Worst performers
| Investment companies | Total shareholder return % | Net asset value (NAV) total return % | Premium (- discount) % |
|---|---|---|---|
| Lindsell Train | -14 | -12 | -21 |
| Augmentum Fintech | -15 | -3 | -43 |
| JPMorgan US Smaller Companies | -15 | -11 | -7 |
| Greencoat UK Wind | -16 | 0 | -30 |
| Bluefield Solar Income | -19 | -3 | -40 |
| Ecofin US Renewables Infra ($) | -34 | -9 | -50 |
| Hydrogen Capital Growth | -37 | -60 | -60 |
| ICG-Longbow Senior Secured UK Property Debt -39 | -37 | -37 | -29 |
| Aquila Euro Renewables (€) | -41 | -27 | -38 |
| Digital 9 Infrastructure | -69 | -5 | -82 |
Source: Association of Investment Companies and Winterflood.
Turning to the 10 worst-performing investment companies last year, it’s worth noting that the bottom five are all in managed wind-down. Tired of poor, or disappointing, returns exacerbated by wide discounts, shareholders in DGI9, AERI, LBOW, HGEN and RNEW have voted for their assets to be sold and the companies liquidated.
The pressure on renewables funds is evident with half of our list of big fallers investing in forms of clean energy. High-yielding Bluefield Solar Income (BSIF) slid 19% last year and looks likely to exit the stock market with a strategic review launched in November after shareholders objected to a proposed merger with its fund manager.
Will big fallers turn the tide?
I wonder if the top three in our list of fallers could do better this year? Lindsell Train (LTI), the top decliner, fell 14% with the dividend included. Even including pay-outs, the shares are down 43% over five years which reflects the trust’s exposure to fund manager Nick Train’s previously successful, but out-of-favour investment approach, and its large stake in the fund firm he runs with Michael Lindsell that has suffered outflows and falls in assets under management. But is the doom and gloom priced in with the shares stuck on 21% discount? Certainly the stock has significantly derated from the 100% premium it stood on in 2021.

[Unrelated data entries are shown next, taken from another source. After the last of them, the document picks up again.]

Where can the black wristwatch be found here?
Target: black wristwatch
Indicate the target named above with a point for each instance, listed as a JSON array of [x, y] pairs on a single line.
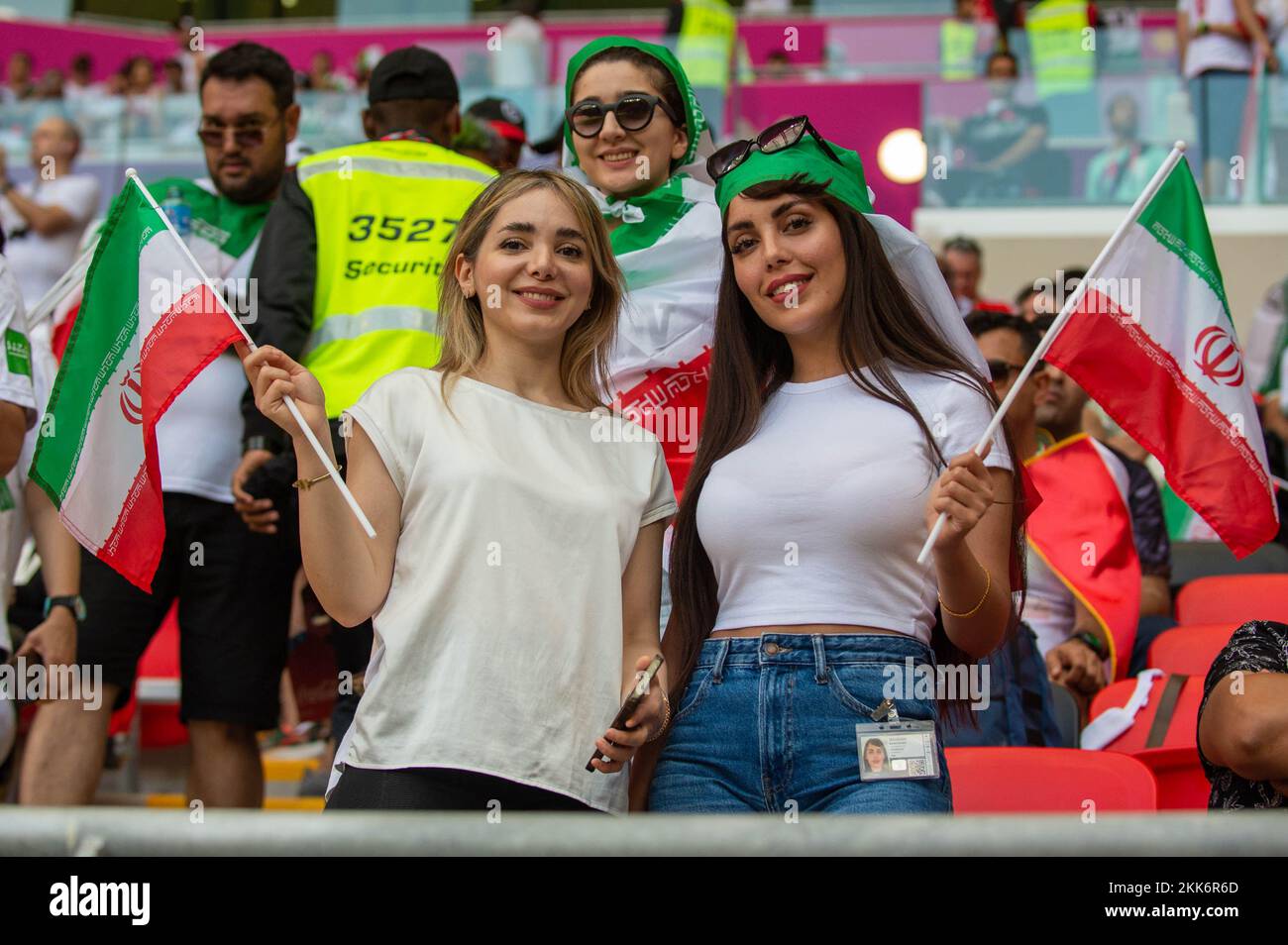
[[72, 601], [1093, 643]]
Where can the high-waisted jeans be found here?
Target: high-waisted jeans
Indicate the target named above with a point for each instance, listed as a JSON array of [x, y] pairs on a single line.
[[769, 721]]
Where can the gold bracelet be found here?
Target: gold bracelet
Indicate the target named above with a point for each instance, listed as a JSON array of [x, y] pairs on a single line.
[[988, 587], [305, 484], [666, 720]]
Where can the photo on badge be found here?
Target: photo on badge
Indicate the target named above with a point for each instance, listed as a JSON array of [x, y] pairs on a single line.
[[897, 751]]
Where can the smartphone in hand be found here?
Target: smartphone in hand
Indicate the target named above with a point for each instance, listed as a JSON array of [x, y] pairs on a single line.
[[632, 699]]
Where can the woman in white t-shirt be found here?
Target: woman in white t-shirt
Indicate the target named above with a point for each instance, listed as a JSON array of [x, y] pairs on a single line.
[[842, 385], [514, 577], [1218, 40]]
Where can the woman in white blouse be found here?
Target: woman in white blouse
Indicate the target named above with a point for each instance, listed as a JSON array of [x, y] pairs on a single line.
[[514, 577], [840, 424]]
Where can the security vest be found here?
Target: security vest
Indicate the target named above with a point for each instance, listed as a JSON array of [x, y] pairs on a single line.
[[957, 51], [1057, 31], [385, 213], [707, 35]]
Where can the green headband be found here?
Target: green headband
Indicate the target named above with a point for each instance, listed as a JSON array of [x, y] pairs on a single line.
[[695, 120], [804, 158]]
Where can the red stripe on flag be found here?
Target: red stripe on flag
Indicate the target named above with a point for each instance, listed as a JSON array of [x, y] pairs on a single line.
[[1210, 465], [134, 545], [185, 338], [1085, 536]]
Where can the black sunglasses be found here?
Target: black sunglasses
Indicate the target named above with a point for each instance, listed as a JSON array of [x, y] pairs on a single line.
[[1001, 370], [777, 137], [245, 136], [634, 114]]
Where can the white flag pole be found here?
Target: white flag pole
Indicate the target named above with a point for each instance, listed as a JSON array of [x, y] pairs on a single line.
[[1065, 314], [290, 402], [75, 274]]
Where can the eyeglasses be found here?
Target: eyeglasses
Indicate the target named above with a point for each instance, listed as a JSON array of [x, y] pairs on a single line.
[[634, 112], [1001, 370], [244, 136], [777, 137]]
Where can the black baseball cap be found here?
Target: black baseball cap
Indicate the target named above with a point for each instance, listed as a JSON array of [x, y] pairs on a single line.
[[412, 72], [502, 115]]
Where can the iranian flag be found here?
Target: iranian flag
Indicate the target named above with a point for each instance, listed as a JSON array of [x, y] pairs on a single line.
[[149, 323], [1153, 343]]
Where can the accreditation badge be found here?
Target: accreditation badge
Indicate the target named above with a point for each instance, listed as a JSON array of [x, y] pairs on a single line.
[[897, 750]]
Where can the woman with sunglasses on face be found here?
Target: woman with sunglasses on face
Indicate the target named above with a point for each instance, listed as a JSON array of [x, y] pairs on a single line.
[[845, 402], [514, 577], [631, 123]]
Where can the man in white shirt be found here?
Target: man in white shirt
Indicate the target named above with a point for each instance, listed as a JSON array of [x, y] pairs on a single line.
[[25, 509], [46, 218]]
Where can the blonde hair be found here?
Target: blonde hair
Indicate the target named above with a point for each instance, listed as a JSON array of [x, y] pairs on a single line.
[[584, 358]]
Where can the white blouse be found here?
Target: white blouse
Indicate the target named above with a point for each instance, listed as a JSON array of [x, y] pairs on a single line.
[[498, 648], [819, 516]]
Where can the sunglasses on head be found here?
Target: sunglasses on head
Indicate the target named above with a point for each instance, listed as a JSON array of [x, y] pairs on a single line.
[[634, 112], [245, 136], [777, 137]]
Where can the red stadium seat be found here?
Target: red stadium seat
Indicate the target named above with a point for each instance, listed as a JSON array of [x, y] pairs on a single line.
[[1179, 776], [1181, 731], [1047, 781], [1233, 599], [1192, 649], [1175, 764], [158, 689]]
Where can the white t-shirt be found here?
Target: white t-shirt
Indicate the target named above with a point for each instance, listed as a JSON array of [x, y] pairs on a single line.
[[38, 261], [1214, 51], [498, 648], [1048, 601], [26, 374], [198, 438], [819, 516]]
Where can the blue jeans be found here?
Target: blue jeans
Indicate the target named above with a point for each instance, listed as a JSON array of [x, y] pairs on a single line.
[[768, 721]]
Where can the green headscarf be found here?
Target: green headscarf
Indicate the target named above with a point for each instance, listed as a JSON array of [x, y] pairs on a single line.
[[695, 120], [848, 183]]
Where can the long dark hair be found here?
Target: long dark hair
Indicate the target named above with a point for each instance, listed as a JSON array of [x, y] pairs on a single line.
[[750, 361]]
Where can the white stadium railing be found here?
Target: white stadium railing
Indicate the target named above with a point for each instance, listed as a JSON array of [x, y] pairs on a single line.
[[143, 832]]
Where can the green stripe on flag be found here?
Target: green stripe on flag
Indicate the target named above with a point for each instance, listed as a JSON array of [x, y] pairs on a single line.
[[1175, 219], [107, 322]]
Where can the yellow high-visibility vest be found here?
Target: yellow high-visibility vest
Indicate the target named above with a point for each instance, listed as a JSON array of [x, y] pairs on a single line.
[[957, 51], [1063, 59], [385, 213], [707, 35]]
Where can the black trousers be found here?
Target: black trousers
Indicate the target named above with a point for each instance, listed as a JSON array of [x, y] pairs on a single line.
[[441, 788]]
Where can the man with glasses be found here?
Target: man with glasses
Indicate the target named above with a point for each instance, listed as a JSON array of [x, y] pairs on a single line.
[[233, 587]]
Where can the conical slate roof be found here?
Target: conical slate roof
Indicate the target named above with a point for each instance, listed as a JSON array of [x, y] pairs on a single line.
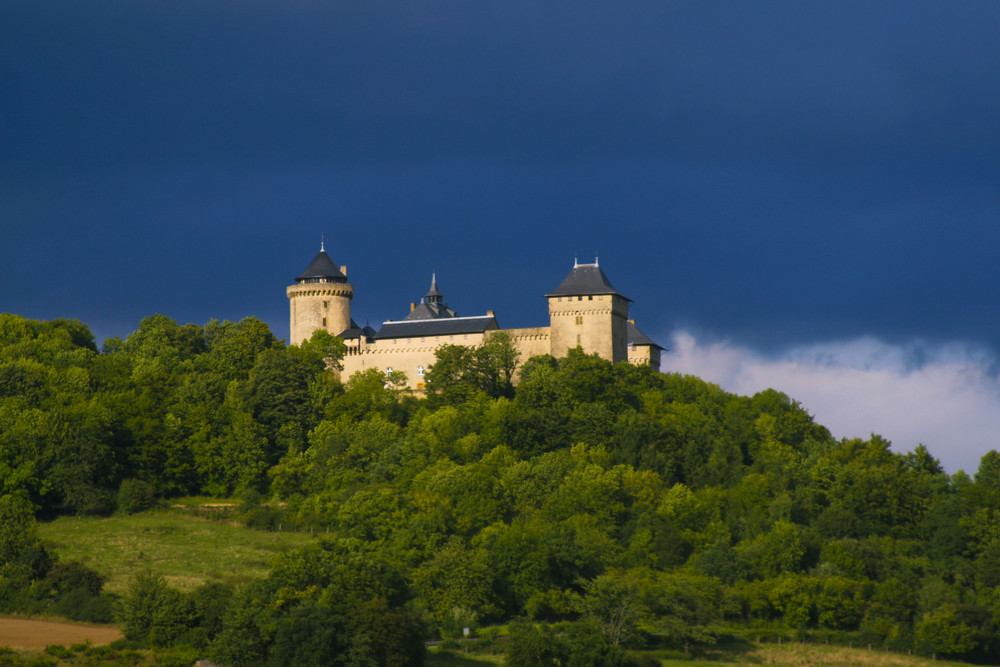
[[434, 294], [635, 337], [585, 279], [322, 267]]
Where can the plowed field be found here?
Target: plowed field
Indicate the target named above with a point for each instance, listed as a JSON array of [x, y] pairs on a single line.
[[23, 634]]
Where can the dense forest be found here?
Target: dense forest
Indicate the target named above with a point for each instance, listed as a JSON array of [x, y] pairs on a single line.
[[592, 507]]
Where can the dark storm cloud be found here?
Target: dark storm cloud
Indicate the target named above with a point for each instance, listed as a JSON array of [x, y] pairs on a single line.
[[770, 172]]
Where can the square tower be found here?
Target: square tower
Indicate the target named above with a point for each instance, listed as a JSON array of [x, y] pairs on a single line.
[[586, 311]]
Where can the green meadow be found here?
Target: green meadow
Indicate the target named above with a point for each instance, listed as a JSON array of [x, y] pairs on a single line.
[[187, 550]]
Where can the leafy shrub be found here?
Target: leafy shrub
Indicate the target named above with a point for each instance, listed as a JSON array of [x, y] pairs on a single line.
[[135, 495]]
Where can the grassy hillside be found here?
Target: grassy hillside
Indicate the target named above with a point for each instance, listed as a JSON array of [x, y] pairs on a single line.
[[187, 550]]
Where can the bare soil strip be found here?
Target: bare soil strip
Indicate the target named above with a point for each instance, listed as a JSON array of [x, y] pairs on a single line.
[[24, 634]]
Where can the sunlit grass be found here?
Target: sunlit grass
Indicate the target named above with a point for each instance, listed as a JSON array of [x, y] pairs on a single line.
[[187, 550]]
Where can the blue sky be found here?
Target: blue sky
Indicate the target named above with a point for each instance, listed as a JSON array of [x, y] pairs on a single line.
[[803, 195]]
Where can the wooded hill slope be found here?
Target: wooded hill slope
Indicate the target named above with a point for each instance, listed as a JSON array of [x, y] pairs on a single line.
[[656, 507]]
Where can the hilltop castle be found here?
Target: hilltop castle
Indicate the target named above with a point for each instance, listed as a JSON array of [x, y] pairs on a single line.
[[584, 311]]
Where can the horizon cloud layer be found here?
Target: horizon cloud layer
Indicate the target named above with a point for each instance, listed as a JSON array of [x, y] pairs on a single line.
[[946, 396]]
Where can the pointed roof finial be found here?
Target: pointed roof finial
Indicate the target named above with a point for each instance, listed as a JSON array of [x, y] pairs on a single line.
[[434, 294]]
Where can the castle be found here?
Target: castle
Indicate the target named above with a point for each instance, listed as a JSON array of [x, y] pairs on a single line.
[[584, 311]]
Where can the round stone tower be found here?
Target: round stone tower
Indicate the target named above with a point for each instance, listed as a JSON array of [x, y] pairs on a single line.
[[319, 299]]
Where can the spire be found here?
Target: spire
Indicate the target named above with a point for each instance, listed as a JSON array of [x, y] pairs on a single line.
[[434, 295]]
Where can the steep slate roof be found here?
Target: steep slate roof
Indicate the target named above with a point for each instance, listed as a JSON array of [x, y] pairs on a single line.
[[635, 337], [443, 326], [432, 306], [583, 280], [322, 267], [430, 311], [356, 332]]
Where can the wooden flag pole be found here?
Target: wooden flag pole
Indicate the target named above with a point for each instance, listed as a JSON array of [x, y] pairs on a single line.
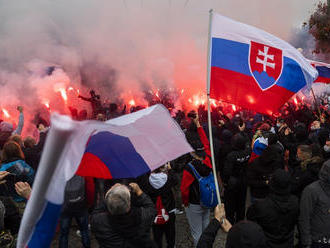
[[209, 106], [315, 102]]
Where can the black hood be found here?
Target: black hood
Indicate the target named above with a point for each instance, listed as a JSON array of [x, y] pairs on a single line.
[[324, 176], [238, 142]]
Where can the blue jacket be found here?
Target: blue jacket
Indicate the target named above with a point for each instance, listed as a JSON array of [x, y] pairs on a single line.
[[23, 172]]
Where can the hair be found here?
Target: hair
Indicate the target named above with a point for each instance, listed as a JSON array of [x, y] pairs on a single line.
[[29, 142], [306, 150], [16, 138], [11, 150], [118, 200]]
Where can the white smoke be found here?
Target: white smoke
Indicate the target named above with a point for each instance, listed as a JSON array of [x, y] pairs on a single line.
[[118, 47]]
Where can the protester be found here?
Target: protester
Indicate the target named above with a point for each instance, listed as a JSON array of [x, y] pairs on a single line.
[[197, 215], [7, 129], [13, 161], [159, 187], [235, 179], [125, 219], [278, 213], [75, 206], [307, 171], [245, 234], [314, 220]]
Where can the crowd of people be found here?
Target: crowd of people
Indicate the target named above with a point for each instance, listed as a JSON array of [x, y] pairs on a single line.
[[281, 160]]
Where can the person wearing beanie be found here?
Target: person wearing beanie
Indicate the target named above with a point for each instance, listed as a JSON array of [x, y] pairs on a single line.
[[245, 234], [278, 213], [314, 219]]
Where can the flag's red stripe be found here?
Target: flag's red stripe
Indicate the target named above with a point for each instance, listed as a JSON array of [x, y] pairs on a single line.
[[242, 90], [92, 166], [322, 80]]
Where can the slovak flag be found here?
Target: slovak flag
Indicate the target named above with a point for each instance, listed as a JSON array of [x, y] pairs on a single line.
[[323, 70], [125, 147], [252, 68]]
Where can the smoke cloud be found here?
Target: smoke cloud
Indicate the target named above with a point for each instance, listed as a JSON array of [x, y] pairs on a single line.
[[119, 48]]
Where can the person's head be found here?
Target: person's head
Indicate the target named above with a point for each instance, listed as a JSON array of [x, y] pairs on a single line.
[[11, 150], [16, 138], [246, 234], [280, 182], [29, 142], [304, 152], [100, 117], [238, 142], [113, 107], [82, 115], [315, 125], [118, 199]]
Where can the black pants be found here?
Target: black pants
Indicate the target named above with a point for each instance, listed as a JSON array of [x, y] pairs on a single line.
[[168, 229], [235, 199]]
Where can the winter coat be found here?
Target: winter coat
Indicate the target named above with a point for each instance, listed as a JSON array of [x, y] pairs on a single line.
[[260, 170], [314, 219], [305, 174], [22, 171], [131, 230], [236, 163], [189, 184], [277, 215], [160, 184]]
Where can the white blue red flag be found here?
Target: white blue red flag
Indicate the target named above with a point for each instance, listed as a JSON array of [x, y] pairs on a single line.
[[125, 147], [324, 72], [254, 69]]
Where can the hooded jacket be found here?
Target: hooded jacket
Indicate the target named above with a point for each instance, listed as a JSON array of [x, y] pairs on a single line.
[[314, 219], [236, 162], [305, 174], [160, 184], [260, 170], [189, 184]]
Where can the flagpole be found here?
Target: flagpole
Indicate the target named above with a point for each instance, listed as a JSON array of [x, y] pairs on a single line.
[[315, 102], [209, 48]]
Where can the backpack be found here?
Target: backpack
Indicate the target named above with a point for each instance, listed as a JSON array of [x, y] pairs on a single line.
[[162, 215], [74, 196], [208, 195]]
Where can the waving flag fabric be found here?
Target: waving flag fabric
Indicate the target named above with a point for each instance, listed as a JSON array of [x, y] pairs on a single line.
[[254, 69], [323, 70], [125, 147]]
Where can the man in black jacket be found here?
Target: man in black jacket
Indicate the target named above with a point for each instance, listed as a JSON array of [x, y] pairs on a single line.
[[245, 234], [314, 220], [235, 178], [126, 219], [278, 213], [159, 187]]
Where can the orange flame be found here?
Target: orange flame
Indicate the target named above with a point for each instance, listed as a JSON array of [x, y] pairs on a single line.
[[47, 104], [5, 112], [295, 101], [131, 102]]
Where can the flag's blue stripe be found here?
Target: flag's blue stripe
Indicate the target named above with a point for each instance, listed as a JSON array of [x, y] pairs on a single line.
[[118, 154], [292, 77], [230, 55], [323, 71], [44, 230], [234, 56]]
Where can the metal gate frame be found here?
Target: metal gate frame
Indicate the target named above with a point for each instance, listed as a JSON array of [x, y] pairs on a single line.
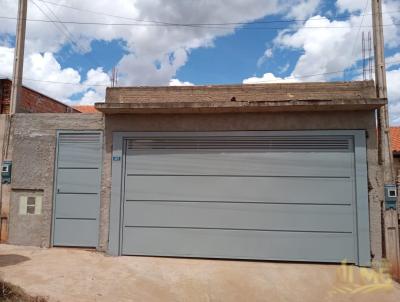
[[53, 211], [361, 206]]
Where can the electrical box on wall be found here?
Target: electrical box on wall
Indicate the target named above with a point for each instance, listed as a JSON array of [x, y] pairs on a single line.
[[6, 172], [390, 197], [30, 204]]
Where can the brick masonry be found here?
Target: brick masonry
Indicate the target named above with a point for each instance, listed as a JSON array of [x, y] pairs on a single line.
[[32, 101]]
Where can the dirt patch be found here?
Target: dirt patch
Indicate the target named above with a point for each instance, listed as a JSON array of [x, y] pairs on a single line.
[[12, 293], [12, 259]]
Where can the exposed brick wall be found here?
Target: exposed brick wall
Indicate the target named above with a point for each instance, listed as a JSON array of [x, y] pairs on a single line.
[[32, 101], [243, 93]]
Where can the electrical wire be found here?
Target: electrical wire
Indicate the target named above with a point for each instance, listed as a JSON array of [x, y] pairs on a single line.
[[66, 32], [290, 77], [190, 24], [193, 26]]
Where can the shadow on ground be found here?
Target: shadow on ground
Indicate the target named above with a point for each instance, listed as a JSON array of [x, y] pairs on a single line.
[[12, 259]]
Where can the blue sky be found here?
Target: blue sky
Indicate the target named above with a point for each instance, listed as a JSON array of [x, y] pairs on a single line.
[[72, 62]]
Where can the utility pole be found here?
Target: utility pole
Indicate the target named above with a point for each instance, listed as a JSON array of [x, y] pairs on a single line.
[[5, 189], [19, 56], [390, 215]]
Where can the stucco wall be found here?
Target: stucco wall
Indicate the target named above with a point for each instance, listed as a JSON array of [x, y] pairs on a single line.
[[34, 143], [34, 148]]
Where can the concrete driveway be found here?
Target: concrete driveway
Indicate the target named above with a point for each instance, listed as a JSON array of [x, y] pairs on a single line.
[[78, 275]]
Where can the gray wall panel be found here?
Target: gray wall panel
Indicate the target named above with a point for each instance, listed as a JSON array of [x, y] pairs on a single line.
[[241, 189], [320, 218], [294, 246]]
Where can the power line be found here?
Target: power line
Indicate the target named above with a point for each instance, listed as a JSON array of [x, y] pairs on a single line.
[[290, 77], [65, 32], [190, 26], [359, 28]]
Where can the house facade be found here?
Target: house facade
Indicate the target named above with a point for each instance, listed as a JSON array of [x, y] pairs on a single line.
[[283, 172], [32, 102]]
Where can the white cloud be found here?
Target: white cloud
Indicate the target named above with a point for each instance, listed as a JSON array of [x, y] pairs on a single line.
[[90, 97], [44, 73], [325, 51], [169, 46], [6, 61], [351, 5], [303, 9], [393, 60], [269, 78], [267, 55], [177, 82], [393, 80]]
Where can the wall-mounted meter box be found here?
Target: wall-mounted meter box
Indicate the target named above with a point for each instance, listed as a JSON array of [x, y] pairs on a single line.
[[390, 197], [6, 172]]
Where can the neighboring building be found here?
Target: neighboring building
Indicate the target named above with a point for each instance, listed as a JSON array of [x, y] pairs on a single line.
[[395, 145], [86, 108], [269, 172], [31, 101]]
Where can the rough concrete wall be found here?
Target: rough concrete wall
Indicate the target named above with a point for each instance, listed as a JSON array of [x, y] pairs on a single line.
[[4, 189], [253, 121], [34, 147]]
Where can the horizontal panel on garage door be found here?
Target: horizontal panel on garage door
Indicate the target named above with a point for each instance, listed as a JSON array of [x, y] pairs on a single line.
[[295, 246], [75, 232], [177, 162], [308, 143], [324, 218], [241, 189]]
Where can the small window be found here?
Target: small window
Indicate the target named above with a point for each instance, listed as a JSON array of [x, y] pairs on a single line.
[[392, 193], [31, 205]]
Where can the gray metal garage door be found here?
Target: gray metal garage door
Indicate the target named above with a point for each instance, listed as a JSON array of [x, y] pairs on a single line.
[[77, 192], [245, 196]]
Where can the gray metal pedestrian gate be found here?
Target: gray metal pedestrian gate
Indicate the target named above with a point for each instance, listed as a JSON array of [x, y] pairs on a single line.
[[296, 196], [77, 189]]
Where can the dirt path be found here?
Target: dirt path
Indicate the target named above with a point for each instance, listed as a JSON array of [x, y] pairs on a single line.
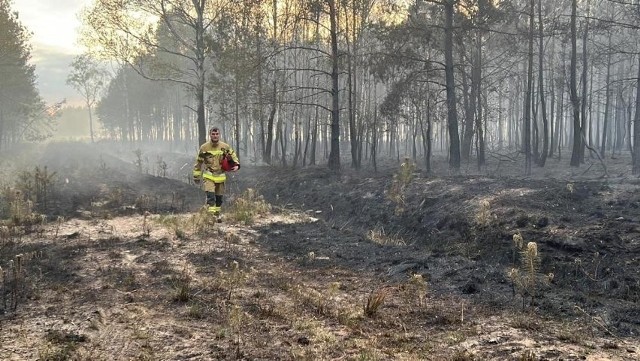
[[432, 259]]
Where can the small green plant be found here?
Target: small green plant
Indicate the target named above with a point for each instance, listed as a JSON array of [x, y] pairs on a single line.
[[138, 161], [375, 300], [525, 278], [146, 225], [232, 279], [182, 285], [401, 181], [483, 215], [248, 206], [13, 282], [379, 236]]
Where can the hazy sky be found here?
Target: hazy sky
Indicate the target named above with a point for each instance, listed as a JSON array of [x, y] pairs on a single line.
[[54, 24]]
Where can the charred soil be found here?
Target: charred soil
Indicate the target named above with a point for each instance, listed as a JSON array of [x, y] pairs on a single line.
[[356, 265]]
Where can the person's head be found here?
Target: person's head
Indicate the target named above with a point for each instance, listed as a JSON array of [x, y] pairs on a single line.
[[214, 134]]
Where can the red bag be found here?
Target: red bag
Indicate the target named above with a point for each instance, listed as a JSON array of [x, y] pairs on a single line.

Poor sentiment continues to undermine Augmentum Fintech (AUGM) with the shares off 15% last year despite Winterflood data showing its portfolio of unquoted financial services companies proved stable, if unexciting, in 2025. Having avoided the big write-downs that have afflicted some other early-stage investors, AUGM has delivered a 34% underlying return in the past five years and yet its shares have dropped by a third to languish on a 43% discount. That valuation gap looks unsustainable. Something could happen to close it. Perhaps it’s already happening as the shares have rallied since early December when the company said £125m of its investments were effectively valued at nil by its share price.
Lastly, will JPMorgan US Smaller Companies (JUSC) catch a break in 2026 after its 15% decline last year? Donald Trump’s re-election in late 2024 prompted a value-style rally that left this former top-performing small-cap growth investor out in the cold, and badly lagging the market’s rebound since “Liberation Day” last April. With the company actively buying back shares, the discount has stayed relatively narrow at 7% so there isn’t a valuation gap to exploit as such, just a hunch that the market could swing back in its direction.